The fast growing content of online articles of clinical case studies provides a useful source for extracting domain-specific knowledge for improving healthcare systems. However, current studies are more focused on the abstract of a published case study which contains little information about the detailed case profiles of a patient, such as symptoms and signs, and important laboratory test results of the patient from the diagnostic and treatment procedures. This paper proposes a novel category set to cover a wide variety of semantics in the description of clinical case studies which distinguishes each unique patient case. A manually annotated corpus consisting of over 5000 sentences from 75 journal articles of clinical case studies has been created. A sentence classification system which identifies 13 classes of clinically relevant content has been developed.

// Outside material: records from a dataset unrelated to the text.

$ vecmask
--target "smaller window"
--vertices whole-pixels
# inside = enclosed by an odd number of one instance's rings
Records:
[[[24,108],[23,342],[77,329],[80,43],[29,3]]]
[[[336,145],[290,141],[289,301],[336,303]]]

A golden standard for assessing the automatic classifications has been established by manual annotation. A maximum entropy (MaxEnt) classifier is shown to produce better results than a Support Vector Machine (SVM) classifier on the corpus.
The medical diagnosis and treatment of a patient is a complex procedure which requires relevant knowledge and clinical experience of illnesses. In order to distinguish different illnesses that show similar signs and symptoms, or to decide the best available option for treatment of a medical condition, physicians need to have adequate observations of similar patient cases, either from their own previous medical practices, or some external resources, such as the knowledge of more experienced colleagues, and the medical literature on the latest progress in the field.
Clinical case reporting therefore plays an important role in both educating young physicians in the practice of medicine, and sharing clinical experience and exceptional findings among physicians (Jenicek, M., 2001). There are two types of clinical case reports, namely routine patient case reports and clinical case studies. Routine case reports are raw patient records of the diagnostic and treatment procedure and provide information which is necessary for the continuity of patient care, such as progress notes, discharge summaries and pathology reports. Clinical case studies, on the other hand, report rare and abnormal patient cases that are considered as of significant scientific value to the field. They are reported by clinicians, usually in the form of formal journal articles in medical press.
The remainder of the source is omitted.